Written by: Akira Yoshida
Penciled by: Chris Bachalo
Finished by: Irwin, Leisten, Mendoza, Olazaba, Sowd & Vey
Colored by: Studio F
Lettered by: Chris Eliopoulos
Editor: Mike Marts
Publisher: Marvel Comics

Here we are, a few months ago I wrote the first Age of Apocalypse review. I was a wide eyed wonder. I was a child at Christmas. I was on the beginning steps of an adventure that I had been waiting for, for years.

It had been ten years since the Age of Apocalypse – and a decade later, here we stood on its 10th Anniversary miniseries. Written by Akira Yoshida and illustrated by original AOA’er Chris Bachalo, it began seconds after the last series ended. I will be doing a more full and in-depth report on the entire story, but this review is simply for the last issue.

Was the ending good?
Was it horrible?
Is it the perfect launch point for a legit series?

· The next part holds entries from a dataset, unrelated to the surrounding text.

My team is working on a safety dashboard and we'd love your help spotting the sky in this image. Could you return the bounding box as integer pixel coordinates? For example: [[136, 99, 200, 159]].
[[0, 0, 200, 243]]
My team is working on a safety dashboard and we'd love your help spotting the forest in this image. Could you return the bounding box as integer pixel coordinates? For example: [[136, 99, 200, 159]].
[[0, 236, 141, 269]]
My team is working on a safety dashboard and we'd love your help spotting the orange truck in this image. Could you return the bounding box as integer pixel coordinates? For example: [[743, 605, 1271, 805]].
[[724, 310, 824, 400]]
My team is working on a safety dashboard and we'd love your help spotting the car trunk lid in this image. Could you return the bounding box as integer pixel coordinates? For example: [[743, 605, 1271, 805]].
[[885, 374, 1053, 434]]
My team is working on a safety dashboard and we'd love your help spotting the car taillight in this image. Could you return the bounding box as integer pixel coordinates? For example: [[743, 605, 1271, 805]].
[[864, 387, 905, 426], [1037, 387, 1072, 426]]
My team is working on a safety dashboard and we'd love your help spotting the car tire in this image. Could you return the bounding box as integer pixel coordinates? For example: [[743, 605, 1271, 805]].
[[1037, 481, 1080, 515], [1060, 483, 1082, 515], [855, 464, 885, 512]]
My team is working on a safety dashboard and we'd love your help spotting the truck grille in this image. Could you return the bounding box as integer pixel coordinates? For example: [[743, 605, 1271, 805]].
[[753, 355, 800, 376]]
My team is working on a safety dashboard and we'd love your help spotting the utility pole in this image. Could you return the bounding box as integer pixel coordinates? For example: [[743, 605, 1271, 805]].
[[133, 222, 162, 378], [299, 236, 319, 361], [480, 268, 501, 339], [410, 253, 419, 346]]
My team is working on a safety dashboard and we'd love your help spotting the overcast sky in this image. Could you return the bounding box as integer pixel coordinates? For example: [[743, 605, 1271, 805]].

What happens when you take my favorite Marvel Crossover ever and give it the ‘let’s visit’ treatment.

STORY!

Magneto has sinned. He let one of the most dangerous men in the world remain on the loose for the sole reason that he lied. The world needed someone to put faith into after Apocalypse had been defeated, and they needed to know how it happened. To stop an arsenal of nuclear weapons from exploding (which is how the original Age ended), Magneto supposedly stopped them.

Not all is what it seems though.

What ACTUALLY happened is that Magneto watched like the rest of the world. He closed his eyes. He took what he expected to be his last breath. His wife, Rogue, and their child, Charles, were pressed close together for that last moment of life.

He didn’t stop them, Jean Grey did. The Phoenix. Assumed dead, Jean had been scooped up by Mr. Sinister, brainwashed, broken, and now she is a part of Sinister’s Six. Now, the X-Men has to take them out.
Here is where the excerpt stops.